リモート アクセス VPN の概要
Secure Firewall Threat Defense は、リモート アクセス SSL と IPsec-IKEv2 VPN をサポートするセキュアなゲートウェイ機能を提供します。完全なトンネル クライアントである Secure Client は、セキュリティ ゲートウェイへのセキュアな SSL および IPsec-IKEv2 接続をリモート ユーザーに提供します。クライアントが Threat Defense と SSL VPN 接続をネゴシエートする際、Transport Layer Security(TLS)または Datagram Transport Layer Security(DTLS)を使用して接続します。

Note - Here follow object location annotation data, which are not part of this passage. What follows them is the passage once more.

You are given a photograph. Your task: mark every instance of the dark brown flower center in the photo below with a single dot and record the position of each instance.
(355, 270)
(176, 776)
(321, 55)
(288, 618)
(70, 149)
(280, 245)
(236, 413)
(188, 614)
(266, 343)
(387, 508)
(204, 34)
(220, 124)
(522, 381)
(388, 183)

Secure Client はエンドポイントデバイスでサポートされている唯一のクライアントで、Threat Defense デバイスへのリモート VPN 接続が可能です。このクライアントにより、ネットワーク管理者がリモート コンピュータにクライアントをインストールして設定しなくても、リモート ユーザーは SSL または IPsec-IKEv2 VPN クライアントを活用できます。Windows、Mac、および Linux 用の Secure Client は、接続時にセキュアゲートウェイから展開されます。Apple iOS デバイスおよび Android デバイス用の Secure Client アプリは、当該プラットフォームのアプリ ストアからインストールされます。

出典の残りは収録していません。